> Max, what would happen if you told some of the people that you see in DC
> every day that a factory or farm owner who consciously poisons his workers
> is a murderer?
First of all, "the people I see" in my efforts at persuasion are not DC wonks/bureaucrats/politicians, but union members, church groups, etc. As to your question re: factory/farm owners,
Nobody would blink. Though I would wonder what you mean by "consciously poison." For instance, if a boss puts strychnine in a union activist's coffee cup, that clearly fits the terminology. Alternatively, if a boss runs a factory with a positive fatality rate from industrial accidents, I would not automatically consider that a capital crime; it would depend on the details. It could be a crime of a lower order. In one's fervor to indict the system, such distinctions tend to become very blurred. If we are talking about what should constitute a capital crime, they ought to be important (and not dependent on the class of the offender).
> Or that the Mayor of NYC has run an oppressive and murderous regime?
On that they would automatically classify the speaker as marginal to serious political discourse. And I would agree. Odious as Ghouliani is, he's not a General Somoza. Such terminology tends to let the worst characters off the hook, as well as your mayor.
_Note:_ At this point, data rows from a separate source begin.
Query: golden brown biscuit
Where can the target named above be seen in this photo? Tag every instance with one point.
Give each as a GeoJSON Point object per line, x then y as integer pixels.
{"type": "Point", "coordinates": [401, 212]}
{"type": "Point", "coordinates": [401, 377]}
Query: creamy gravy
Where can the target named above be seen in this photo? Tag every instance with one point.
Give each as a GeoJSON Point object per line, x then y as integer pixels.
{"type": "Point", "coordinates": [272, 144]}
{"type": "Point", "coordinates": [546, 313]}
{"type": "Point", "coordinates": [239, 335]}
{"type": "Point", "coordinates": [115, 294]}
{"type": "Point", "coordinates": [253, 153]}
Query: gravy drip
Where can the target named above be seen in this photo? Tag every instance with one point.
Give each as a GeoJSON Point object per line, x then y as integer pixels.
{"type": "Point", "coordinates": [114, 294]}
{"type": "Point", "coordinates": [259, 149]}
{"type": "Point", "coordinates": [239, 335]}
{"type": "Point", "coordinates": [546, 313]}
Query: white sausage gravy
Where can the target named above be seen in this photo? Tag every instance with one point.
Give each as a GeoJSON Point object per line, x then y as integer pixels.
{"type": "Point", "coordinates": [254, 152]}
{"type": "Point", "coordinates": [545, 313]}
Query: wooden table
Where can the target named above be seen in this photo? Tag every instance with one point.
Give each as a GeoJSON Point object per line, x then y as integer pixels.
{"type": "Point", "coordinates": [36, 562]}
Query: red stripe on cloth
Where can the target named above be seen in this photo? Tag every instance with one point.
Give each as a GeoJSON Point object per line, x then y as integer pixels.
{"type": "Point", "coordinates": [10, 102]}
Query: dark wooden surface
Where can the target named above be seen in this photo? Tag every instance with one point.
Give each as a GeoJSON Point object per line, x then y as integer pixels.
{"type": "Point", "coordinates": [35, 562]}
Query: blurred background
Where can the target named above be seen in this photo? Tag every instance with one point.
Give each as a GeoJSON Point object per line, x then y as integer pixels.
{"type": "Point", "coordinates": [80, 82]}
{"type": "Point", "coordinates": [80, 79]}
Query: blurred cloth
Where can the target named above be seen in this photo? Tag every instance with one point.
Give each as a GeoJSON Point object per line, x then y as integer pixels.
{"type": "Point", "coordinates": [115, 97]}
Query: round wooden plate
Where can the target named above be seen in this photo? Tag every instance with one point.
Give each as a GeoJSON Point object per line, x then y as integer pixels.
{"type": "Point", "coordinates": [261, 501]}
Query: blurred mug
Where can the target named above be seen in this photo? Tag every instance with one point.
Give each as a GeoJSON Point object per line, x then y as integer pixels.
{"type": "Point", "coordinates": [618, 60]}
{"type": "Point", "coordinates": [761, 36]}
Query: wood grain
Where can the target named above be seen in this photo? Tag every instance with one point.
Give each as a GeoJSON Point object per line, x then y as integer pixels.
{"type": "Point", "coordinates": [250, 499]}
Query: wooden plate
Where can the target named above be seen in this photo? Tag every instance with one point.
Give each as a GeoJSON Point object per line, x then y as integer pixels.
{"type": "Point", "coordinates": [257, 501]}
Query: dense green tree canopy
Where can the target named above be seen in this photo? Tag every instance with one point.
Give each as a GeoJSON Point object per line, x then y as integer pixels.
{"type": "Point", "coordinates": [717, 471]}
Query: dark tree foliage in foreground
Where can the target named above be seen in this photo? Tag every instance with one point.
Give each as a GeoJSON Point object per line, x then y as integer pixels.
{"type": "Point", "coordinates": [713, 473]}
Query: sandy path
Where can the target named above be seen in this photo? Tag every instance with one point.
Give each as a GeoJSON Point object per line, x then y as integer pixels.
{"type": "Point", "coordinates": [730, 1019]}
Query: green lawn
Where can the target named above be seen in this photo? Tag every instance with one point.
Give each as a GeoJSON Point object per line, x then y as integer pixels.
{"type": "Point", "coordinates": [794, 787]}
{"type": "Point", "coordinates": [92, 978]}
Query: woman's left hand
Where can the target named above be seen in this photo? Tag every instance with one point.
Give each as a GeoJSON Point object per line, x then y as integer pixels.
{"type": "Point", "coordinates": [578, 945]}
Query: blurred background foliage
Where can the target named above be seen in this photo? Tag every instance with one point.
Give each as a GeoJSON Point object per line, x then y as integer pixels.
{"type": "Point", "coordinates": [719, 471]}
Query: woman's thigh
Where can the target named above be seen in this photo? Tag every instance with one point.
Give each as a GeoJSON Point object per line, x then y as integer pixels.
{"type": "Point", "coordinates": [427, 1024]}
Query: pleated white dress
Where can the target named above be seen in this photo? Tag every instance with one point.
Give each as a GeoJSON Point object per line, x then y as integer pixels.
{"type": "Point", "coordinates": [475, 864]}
> They'd think you were nuts, right? But these things are true,
aren't they?>
No, as above.
> That's the nature of hegemonic discourse - if you call a cop or a factory
owner a killer you're perceived as wacky, out there,>
Depends on just what has been done. The 41-bullet cops are legitimate candidates for the designation. Then there are the people running the factory in North Carolina where workers were killed in a fire because most of the doors were kept locked. I'm no lawyer, but to me that is a case of criminal negligence, but not first degree murder.
I'm struck by the herculean arguments against capital punishment, on the one hand (some of which I share), and the tendency to homogenize a great variety of very different situations under the rubric of murder.
> not a serious person. But if one foams at the mouth about welfare moms or
crack babies or railroad shooters then you're just normal.>
Normalcy, like opposition, has its own internal contradictions.
> Isn't that definition of normalcy worth fighting in itself?
Yes, but normalcy is not without its positive or justifiable aspects, one of which is pitilessness for those who commit heinous crimes.
> Why do you consider it a waste of time to explain yourself?
If I didn't have to, I'd have more capacity to concentrate on what I consider to be most important (which is not society's failure to executive enough or the right folks).
> Face it, your views on social security and a debt paydown are almost as
unusual in the eyes of the master discourse as are Yoshie's and mine on
factory owners and Rudy Giuliani.>
More so, I'm sorry to say. I can't even sell everybody at EPI.